Kentin dış dünyaya açılan ilk kapısı olan, yolcu ve yük taşımacılığının kalbi konumundaki iskelenin, şimdilerde sadece "balkon" özelliğine sahip bir yapıya dönüştürülmesi, şehir hafızasında derin bir yara açtı.
"Vapur, kayık gibi deniz taşıtlarının kıyıya yanaşabilmesi için yapılmış, karadan denizin içine doğru uzanan, tahta ya da beton yer ya da kıyıya yanaşan deniz aracına doğru uzatılan ve inip binmeyi sağlayan, eğreti küçük köprü" olarak tanımlanan iskele, Zonguldak için bu tanımdan çok daha fazlasını ifade ediyordu. Asırlar boyunca kentin ana ulaşım noktası, yolcu, yük, erzak, eşya ve balıkçılık faaliyetlerinin merkeziydi. Bu iskele, sadece yerel halkın değil, Irak, İran ve Afgan kralları gibi önemli konukların da törenle uğurlandığı tarihi bir noktaydı.
TURİZM HAREKETLİLİĞİ BAŞLADI AMA İSKELE İŞLEVİNİ YİTİRDİ
Sanayi ve balıkçı şehri kimliğinden turizm şehri kimliğine geçiş yapmaya çalışan Zonguldak'ta, bu yaz ilk gezi teknesi turlara başladı. Limandan hareketle Kapuz koyuna kadar kıyı şeridinde seyreden bu teknelerin sayısının artması ve halkın yoğun ilgi göstermesi bekleniyor. Ancak bu yeni turizm hareketliliği, kentin denizcilik hafızasında önemli bir yeri olan iskelenin mevcut durumuyla tezat oluşturuyor. Geçmişte EKİ kurumuna ait 36 deniz vasıtasının bulunduğu, onlarca balıkçı barınağına sığınak olan, kentin tüm sahil yerleşimlerine ve yaz aylarında plajlara yük ve yolcu taşıyan iskele, artık bu işlevini yitirmiş durumda.
"İSKELE ÖZELLİĞİNİ YOK ETTİK, YERİNE BALKON GETİRDİK!"
Kentin denizcilik için önemli bir hafızasına sahip olan iskelenin, yapılan düzenlemelerle "iskele özelliğini" kaybettiği ve yerine "sadece balkon özelliği olan bir yapının" getirildiği belirtiliyor. Hiçbir tekne ve deniz aracının artık bu haliyle yanaşamayacağı, taşıma hizmetlerinde kullanılamayacağı vurgulanıyor. Bu durum, iskelenin kent hafızasındaki bilinen özelliğini de silmiş durumda. Eski halinin arandığı ve bu yıkımın neden olduğu boşluğun hissedildiği dile getiriliyor.

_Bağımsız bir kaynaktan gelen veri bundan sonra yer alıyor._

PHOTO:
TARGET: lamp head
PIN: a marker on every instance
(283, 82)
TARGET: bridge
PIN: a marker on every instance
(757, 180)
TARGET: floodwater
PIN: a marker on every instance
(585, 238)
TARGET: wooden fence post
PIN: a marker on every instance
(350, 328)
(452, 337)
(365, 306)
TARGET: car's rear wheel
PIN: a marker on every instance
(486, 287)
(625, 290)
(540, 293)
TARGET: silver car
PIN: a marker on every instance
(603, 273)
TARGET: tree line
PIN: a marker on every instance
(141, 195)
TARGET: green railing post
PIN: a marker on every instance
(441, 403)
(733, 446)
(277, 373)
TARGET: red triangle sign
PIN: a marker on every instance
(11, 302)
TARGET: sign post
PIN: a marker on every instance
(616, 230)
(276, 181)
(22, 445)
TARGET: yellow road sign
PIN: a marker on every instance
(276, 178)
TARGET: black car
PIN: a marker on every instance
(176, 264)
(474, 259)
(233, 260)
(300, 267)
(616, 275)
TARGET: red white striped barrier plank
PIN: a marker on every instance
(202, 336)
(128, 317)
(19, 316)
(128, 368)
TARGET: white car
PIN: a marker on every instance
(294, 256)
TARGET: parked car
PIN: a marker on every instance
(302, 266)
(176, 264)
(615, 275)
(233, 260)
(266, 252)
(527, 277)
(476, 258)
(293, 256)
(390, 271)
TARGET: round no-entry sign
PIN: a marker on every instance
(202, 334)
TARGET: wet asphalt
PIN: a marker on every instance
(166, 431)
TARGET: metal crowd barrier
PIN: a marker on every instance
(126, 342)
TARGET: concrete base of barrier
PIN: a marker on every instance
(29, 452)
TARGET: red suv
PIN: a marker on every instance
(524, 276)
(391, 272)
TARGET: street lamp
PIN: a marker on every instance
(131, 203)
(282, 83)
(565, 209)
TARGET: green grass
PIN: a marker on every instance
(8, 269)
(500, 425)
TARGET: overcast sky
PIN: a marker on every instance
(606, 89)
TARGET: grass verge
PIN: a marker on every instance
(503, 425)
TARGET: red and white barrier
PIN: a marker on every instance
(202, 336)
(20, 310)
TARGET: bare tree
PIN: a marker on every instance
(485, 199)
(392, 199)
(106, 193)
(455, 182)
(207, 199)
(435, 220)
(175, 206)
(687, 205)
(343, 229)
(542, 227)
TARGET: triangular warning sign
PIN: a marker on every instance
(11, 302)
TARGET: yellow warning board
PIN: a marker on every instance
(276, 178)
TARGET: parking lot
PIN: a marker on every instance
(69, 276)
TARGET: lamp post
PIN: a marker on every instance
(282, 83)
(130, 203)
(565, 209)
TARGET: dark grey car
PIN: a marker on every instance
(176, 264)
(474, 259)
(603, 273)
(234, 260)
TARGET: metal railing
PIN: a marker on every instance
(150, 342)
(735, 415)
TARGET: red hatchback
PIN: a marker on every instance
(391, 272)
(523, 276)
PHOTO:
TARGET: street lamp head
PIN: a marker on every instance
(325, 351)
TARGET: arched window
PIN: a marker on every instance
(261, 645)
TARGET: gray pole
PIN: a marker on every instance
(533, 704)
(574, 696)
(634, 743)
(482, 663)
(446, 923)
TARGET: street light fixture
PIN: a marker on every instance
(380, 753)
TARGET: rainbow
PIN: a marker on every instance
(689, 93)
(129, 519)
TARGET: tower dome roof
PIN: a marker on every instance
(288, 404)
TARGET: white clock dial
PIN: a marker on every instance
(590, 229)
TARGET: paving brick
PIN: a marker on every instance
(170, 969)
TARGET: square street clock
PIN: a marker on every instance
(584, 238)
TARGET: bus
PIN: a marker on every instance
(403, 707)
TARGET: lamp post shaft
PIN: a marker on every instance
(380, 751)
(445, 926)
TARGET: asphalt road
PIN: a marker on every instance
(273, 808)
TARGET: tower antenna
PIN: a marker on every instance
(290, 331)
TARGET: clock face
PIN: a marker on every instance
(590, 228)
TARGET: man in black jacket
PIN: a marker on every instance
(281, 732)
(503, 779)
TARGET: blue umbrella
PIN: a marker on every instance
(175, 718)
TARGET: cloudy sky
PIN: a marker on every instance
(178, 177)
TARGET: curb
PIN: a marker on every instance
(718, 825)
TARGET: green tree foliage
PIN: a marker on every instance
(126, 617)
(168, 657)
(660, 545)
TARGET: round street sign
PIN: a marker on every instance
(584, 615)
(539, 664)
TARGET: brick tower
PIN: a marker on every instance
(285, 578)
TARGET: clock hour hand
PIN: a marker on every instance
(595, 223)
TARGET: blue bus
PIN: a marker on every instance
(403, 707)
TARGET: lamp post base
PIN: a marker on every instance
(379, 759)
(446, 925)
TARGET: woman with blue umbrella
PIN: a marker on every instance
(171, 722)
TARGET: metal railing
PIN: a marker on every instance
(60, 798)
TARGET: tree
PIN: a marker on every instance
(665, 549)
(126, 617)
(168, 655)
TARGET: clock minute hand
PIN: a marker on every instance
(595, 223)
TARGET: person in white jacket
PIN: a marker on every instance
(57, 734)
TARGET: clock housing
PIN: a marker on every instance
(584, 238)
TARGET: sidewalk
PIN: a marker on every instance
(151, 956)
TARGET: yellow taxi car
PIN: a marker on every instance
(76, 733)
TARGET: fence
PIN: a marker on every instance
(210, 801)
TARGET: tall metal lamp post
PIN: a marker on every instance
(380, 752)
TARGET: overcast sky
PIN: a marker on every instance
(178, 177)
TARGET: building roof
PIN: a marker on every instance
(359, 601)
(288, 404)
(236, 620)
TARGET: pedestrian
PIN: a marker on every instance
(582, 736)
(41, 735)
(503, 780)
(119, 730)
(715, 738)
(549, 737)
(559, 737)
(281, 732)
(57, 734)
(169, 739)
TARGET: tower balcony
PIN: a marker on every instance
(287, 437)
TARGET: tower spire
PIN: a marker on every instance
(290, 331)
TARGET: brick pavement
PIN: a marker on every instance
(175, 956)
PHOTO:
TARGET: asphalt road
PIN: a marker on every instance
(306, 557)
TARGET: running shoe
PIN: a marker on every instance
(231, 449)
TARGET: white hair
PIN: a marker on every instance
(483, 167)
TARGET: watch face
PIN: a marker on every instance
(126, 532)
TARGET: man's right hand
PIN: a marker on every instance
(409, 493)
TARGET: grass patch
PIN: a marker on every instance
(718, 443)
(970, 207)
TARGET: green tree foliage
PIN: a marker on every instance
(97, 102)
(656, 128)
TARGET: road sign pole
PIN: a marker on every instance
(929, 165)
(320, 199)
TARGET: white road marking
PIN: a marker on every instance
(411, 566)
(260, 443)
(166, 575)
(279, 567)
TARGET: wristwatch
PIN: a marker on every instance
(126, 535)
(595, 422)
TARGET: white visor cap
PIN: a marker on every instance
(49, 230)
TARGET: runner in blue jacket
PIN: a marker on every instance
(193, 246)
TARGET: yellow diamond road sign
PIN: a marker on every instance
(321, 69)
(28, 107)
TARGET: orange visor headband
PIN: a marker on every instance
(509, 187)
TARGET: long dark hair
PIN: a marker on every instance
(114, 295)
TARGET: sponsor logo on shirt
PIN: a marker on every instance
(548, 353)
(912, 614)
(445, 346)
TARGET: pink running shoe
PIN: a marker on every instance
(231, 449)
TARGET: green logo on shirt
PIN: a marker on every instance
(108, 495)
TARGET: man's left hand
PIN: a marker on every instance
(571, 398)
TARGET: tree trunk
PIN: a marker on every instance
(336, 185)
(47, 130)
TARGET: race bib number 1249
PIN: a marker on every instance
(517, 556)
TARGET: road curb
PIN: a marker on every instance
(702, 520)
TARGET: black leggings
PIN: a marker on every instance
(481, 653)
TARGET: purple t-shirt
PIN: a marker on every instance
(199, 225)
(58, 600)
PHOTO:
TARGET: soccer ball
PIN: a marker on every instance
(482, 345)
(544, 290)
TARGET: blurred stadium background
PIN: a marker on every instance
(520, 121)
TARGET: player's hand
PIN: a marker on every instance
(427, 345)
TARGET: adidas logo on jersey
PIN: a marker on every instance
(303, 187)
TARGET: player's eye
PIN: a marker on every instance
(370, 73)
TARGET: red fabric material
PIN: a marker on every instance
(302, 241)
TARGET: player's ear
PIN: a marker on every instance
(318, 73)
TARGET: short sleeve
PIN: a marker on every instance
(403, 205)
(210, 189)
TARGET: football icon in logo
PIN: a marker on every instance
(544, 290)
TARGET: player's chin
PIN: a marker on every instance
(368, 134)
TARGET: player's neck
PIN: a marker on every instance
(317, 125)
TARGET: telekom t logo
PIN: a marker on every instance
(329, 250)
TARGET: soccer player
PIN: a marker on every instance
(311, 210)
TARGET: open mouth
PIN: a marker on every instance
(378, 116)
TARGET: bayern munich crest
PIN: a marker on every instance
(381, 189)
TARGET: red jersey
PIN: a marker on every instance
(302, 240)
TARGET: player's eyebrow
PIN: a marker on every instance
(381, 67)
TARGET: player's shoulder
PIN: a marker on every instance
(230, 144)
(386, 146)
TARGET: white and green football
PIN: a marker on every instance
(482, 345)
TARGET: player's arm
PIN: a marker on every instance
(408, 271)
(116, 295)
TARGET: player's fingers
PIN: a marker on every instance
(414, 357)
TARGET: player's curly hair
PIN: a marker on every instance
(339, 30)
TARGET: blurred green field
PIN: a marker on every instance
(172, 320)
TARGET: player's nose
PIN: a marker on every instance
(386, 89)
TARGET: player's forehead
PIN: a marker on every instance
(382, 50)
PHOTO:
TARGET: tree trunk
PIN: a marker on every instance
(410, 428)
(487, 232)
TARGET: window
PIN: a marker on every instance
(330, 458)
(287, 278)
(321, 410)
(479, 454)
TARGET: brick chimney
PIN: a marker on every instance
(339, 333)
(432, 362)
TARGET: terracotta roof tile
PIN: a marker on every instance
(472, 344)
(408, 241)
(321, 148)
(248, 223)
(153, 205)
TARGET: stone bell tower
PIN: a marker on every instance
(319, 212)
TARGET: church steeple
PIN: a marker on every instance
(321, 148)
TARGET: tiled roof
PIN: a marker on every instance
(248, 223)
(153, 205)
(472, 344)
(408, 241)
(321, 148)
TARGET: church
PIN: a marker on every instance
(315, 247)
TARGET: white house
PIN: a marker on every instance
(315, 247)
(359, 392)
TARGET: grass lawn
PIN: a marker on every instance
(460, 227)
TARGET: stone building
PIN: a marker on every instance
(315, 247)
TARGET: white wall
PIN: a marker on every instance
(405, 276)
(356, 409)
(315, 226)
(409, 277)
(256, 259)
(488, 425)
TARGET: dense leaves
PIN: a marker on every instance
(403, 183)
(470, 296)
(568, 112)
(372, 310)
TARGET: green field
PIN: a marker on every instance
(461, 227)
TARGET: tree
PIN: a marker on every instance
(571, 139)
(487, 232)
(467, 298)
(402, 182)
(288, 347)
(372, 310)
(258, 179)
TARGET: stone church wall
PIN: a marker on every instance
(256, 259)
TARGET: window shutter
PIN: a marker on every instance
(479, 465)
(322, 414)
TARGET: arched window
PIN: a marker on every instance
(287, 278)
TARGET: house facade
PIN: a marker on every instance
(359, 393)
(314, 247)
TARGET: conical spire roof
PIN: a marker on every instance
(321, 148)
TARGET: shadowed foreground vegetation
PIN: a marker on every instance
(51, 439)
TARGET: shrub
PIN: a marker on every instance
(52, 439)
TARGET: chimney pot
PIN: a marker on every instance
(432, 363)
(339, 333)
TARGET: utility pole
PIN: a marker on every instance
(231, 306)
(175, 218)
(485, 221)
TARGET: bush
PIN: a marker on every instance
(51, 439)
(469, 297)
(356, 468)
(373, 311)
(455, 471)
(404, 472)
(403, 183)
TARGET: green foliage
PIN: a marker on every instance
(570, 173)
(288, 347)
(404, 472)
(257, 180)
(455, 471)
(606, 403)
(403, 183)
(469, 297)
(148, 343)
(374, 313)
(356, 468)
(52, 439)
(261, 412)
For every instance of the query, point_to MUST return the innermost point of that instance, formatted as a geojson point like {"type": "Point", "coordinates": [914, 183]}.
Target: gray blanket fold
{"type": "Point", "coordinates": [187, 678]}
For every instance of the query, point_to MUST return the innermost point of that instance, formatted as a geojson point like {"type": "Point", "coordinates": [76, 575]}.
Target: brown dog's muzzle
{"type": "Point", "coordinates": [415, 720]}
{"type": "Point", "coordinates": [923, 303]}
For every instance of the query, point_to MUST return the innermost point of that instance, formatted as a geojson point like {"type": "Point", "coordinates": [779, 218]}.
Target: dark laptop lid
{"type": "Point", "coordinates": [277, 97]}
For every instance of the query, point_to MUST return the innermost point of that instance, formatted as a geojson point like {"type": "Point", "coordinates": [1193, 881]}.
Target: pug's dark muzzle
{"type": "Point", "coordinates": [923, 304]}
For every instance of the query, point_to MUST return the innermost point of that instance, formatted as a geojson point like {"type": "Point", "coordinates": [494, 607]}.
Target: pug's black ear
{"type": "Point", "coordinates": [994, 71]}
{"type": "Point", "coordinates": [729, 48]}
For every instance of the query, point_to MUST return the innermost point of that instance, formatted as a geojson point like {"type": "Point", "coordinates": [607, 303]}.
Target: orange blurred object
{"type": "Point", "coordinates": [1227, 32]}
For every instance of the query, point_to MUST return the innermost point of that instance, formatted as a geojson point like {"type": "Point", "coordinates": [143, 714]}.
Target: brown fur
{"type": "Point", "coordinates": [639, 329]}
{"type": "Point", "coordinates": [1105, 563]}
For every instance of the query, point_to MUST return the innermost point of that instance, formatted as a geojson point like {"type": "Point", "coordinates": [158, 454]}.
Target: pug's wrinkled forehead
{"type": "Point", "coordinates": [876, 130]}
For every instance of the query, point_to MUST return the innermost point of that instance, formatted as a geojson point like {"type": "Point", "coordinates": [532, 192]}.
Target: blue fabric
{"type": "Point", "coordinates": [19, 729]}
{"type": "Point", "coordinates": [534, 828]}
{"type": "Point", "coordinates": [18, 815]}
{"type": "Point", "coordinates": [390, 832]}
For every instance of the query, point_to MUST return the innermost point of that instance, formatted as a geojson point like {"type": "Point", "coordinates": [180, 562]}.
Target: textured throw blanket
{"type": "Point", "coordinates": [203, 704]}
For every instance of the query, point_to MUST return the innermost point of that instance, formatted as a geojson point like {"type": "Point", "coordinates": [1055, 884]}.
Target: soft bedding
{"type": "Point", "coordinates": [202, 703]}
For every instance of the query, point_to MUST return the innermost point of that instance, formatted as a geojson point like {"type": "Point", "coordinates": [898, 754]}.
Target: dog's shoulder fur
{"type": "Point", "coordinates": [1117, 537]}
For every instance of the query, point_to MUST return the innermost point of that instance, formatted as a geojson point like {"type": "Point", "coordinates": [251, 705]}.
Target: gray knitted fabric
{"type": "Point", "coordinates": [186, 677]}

On yıl önce kaleme alınan ironik bir yazıya da gönderme yapılan haberde, o yazıda yer alan hayallerin (Kordon boyunda gezi tekneleri, Filyos ve Ereğli koylarına turlar, Fransız turistlerin yoğun ilgisi, restore edilmiş tarihi binalar, şehir müzesi, nostalji tren seferleri, balık lokantalarıyla canlanan turizm) maalesef gerçeğe dönüşmediği, aksine kentin önemli bir simgesi olan iskelenin işlevini kaybettiği ironik bir şekilde ifade ediliyor. Bu durum, Zonguldak'ın denizle olan bağının zayıflamasına yol açarken, şehrin turizm potansiyelini tam anlamıyla değerlendirmesine engel teşkil ediyor.